Vladimir Kush

Vladimir KUSH, Ripples on the Ocean, (Ondulações no Oceano)

Rumi

A vela do navio do ser humano é a fé.
Quando há uma vela, o vento pode levá-lo
A um lugar após outro de poder e maravilha.
Sem vela, todas as palavras são ventos.

Jalāl-ad-Dīn Muhammad RUMI




sexta-feira, 3 de outubro de 2008

A quem pertence o conhecimento?

Quem ensina as aves a voar e a cantar? Há uma resposta pronta para esta pergunta: é o instinto. O que é o instinto? Vamos enredar-nos em labirintos que, em lugar de aclarar a questão, a tornam impenetrável. Aparentemente há muitas maneiras de esconder o conhecimento. Platão, na alegoria da caverna, mostrou como a cultura serve este mesmo objectivo. Se as pessoas forem fechadas num lugar onde só lhes sejam mostradas representações julgarão conhecer. Se alguém conseguir sair da caverna e voltar para contar o que conheceu será desacreditado.

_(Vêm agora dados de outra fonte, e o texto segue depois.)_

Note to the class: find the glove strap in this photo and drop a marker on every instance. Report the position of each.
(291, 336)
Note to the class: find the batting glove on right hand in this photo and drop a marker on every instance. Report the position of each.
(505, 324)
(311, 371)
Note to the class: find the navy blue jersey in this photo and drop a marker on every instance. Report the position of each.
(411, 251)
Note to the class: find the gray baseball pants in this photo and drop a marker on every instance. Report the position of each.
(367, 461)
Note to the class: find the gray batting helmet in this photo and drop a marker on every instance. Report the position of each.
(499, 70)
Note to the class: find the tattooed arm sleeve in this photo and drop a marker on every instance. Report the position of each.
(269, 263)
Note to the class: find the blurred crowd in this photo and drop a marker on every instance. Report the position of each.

Como Marco Polo e Fernão Mendes Pinto o foram quando falaram da China: “Fernão, mentes? Minto.”

Aprendemos, adquirimos conhecimento, através do corpo e da mente. Quem já teve uma gata que pariu e viu os gatinhos bebés a aprender a andar, a correr e a saltar tem conhecimento disso. Quem só leu ou viu desenhos e imagens, em fotografias, na televisão ou no cinema, pode falar disso e julgar que tem esse conhecimento, mas não tem.

Até conhecer a neve já tinha lido sobre ela e já a tinha visto em imagens e sabia que era fria. Quando conheci a neve fiquei deslumbrada e gelada mas ainda não conheço a neve como as pessoas que vivem em lugares onde neva. Nenhuma escola, nenhum professor ou professora pode ensinar o que é a neve a quem nunca a viu. Pode-se ensinar, sim, muitas palavras e frases sobre a neve. De modo que é possível, a quem não conhece a neve, falar de tal modo sobre ela que convença uma plateia de que a conhece, enquanto alguém que a conheça pode não encontrar palavras. Será fácil, então, ao orador fazer com que a maioria das pessoas acreditem que quem conhece a neve mas não sabe falar sobre ela não a conhece. Este é o poder das palavras e é por causa deste poder que acreditamos em muitas coisas que não são verdade e não acreditamos em muitas outras que são. A quem pertence o conhecimento?

Se quisermos conhecer a Sibéria e tivermos que escolher um guia faremos asneira em escolher o orador em vez de escolher quem ele humilhou em público.

Santo Agostinho, em “O Mestre” escreveu que ninguém, senão Deus, é Mestre, porque só se aprende com o que Ele nos dá. Porém os seres humanos julgam que podem apropriar-se do que não lhes pertence. Dividem assim o que é de todos de modo a que seja apenas de alguns e privam-se mutuamente de conhecimento como se privam da terra e dos frutos da terra e de amor e de poder.

Alexandre julgava-se e tem sido dito poderoso mas quando perguntou a Diógenes o que queria que lhe desse este limitou-se a pedir-lhe que saísse da frente do Sol e não lhe tirasse o que não podia dar-lhe.

Quem nega o conhecimento alheio e pertence a uma comunidade em que as pessoas mutuamente se convencem que o conhecimento lhes pertence são como Alexandre: fazem sombra...

Assim fazem os modernos com os antigos, os adultos com as crianças, os urbanos com os rurais, os colonialistas com os colonizados, etc. e vice-versa.